Het onderzoek verliep in één werkput, rijk aan sporen en structuren, waarvan de bewaring vrij goed was. Een grote verstoring van recente aard (perceelsgracht) zorgde voor een lichte versnippering van het beeld. In totaal werden welgeteld 200 sporen ingetekend, waarvan 152 van antropogene aard. Bij deze sporen gaat het om paalkuilen, kuilen en greppels/grachten. Uit deze sporen konden twee duidelijke structuren afgelijnd worden. Een eerste structuur (Fig. 58 & 59) bevond zich in een dichte sporencluster, die maar ten dele kon worden onderzocht (fase 2 zal de rest van de structuur vatten). Het onderzochte gedeelte meet 10 m x 7 m. Opvallend was de dubbele greppel die zich rond de structuur bevond. De hoofdconstructie van dit gebouw omvat vier zware palen, respectievelijk 62 cm, 72 cm, 51 cm en 57 cm diep. Drie van de vier palen zijn uitgegraven, opnieuw gevuld en waarschijnlijk terug uitgegraven (recuperatie van de houten paal ?). Voorts zien we twee paalkuilen, die een centrale lengteas lijken te vormen, met ook sporen van herbouw of herstelling .

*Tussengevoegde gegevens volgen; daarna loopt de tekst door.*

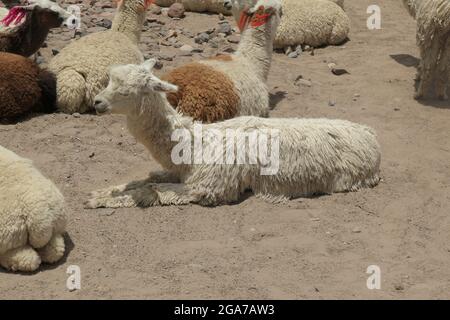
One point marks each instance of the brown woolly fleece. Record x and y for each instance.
(24, 87)
(204, 93)
(28, 37)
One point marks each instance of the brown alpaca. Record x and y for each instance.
(203, 93)
(24, 87)
(28, 37)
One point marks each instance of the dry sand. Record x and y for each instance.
(306, 249)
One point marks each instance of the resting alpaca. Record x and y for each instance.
(27, 38)
(231, 85)
(24, 87)
(433, 40)
(32, 218)
(81, 68)
(315, 155)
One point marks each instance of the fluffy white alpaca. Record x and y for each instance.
(231, 85)
(81, 67)
(215, 6)
(32, 218)
(306, 22)
(433, 40)
(315, 155)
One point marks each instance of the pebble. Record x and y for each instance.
(176, 10)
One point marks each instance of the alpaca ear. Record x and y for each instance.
(149, 64)
(163, 86)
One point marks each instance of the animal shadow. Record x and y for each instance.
(276, 98)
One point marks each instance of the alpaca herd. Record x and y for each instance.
(106, 72)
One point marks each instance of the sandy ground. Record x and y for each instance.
(306, 249)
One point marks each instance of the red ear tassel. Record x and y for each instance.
(243, 20)
(15, 15)
(148, 3)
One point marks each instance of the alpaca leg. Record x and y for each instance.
(443, 72)
(119, 189)
(53, 250)
(163, 177)
(21, 259)
(154, 177)
(144, 196)
(141, 196)
(428, 68)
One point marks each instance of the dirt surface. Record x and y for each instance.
(306, 249)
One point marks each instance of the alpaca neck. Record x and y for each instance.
(25, 39)
(256, 45)
(153, 123)
(129, 20)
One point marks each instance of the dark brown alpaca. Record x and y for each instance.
(24, 87)
(28, 37)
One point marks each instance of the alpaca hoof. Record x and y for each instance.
(54, 250)
(24, 259)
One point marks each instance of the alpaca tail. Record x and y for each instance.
(47, 83)
(71, 91)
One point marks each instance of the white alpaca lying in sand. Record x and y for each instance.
(32, 215)
(315, 155)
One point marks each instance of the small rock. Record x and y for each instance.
(303, 82)
(399, 287)
(176, 10)
(186, 48)
(234, 39)
(293, 55)
(225, 28)
(105, 23)
(339, 72)
(201, 38)
(155, 9)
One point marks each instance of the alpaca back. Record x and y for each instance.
(215, 6)
(312, 22)
(27, 200)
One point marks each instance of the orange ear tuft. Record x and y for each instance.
(147, 3)
(119, 3)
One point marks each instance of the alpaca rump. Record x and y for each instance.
(312, 22)
(24, 87)
(433, 40)
(214, 6)
(28, 36)
(32, 216)
(82, 67)
(220, 88)
(204, 93)
(315, 155)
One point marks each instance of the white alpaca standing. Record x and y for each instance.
(315, 155)
(215, 6)
(306, 22)
(81, 67)
(433, 40)
(32, 215)
(231, 85)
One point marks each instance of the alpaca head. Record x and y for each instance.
(47, 12)
(128, 84)
(140, 5)
(255, 13)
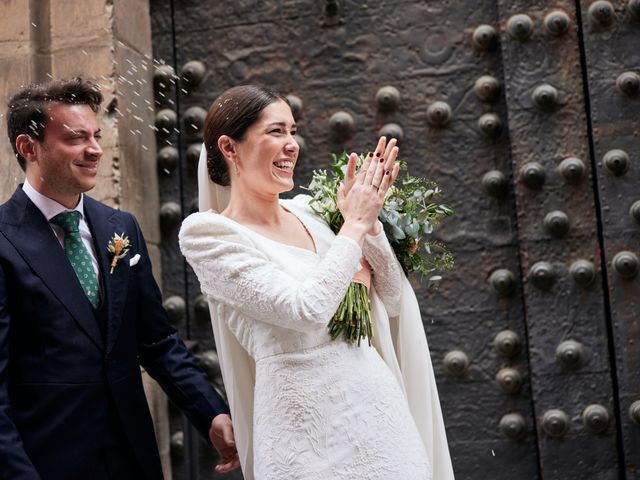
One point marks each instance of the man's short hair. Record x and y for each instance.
(28, 107)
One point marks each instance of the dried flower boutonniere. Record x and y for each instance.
(118, 247)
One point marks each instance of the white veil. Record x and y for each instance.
(401, 343)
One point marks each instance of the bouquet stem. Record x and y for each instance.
(353, 317)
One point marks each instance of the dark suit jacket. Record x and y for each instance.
(59, 377)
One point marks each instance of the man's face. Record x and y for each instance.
(67, 158)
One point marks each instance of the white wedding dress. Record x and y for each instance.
(305, 407)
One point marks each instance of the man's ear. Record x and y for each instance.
(227, 146)
(26, 147)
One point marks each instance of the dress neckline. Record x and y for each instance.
(288, 245)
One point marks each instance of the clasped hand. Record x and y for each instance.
(361, 194)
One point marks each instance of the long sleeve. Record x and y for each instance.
(15, 463)
(232, 271)
(387, 272)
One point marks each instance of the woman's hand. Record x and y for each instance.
(361, 195)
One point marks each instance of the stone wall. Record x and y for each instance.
(108, 42)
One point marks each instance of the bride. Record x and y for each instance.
(303, 406)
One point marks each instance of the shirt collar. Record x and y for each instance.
(50, 208)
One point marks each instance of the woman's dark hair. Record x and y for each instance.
(28, 106)
(231, 114)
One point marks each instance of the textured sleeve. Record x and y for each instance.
(15, 462)
(387, 272)
(232, 271)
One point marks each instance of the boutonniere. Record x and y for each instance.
(118, 247)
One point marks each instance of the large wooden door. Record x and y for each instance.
(527, 114)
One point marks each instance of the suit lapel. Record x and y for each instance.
(104, 223)
(30, 233)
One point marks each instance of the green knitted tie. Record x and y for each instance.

Ten oosten daarvan zien we een eerste standgreppel, die een vrij juiste ovale vorm beschrijft. In het noorden eindigt de standgreppel in een paalkuil, dit is eveneens het geval in het zuiden. Daar herneemt de standgreppel en loopt onder de putwand in westelijke richting door. Hier kunnen we mogelijk een ingang situeren.

Verder zien we een tweede meer langgerekte standgreppel die in het zuiden geen onderbreking vertoont. In het noorden eindigt de standgreppel in twee langwerpige paalkuilen, die eerder aan platen dan aan palen doen denken.

We hebben te maken met een houtbouw (gebintenbouw op zware houten staanders) die op zijn minst één keer volledig herbouwd is. Men lijkt het gebouw ontmanteld en op dezelfde plaats, zij het iets groter van afmetingen, herbouwd te hebben.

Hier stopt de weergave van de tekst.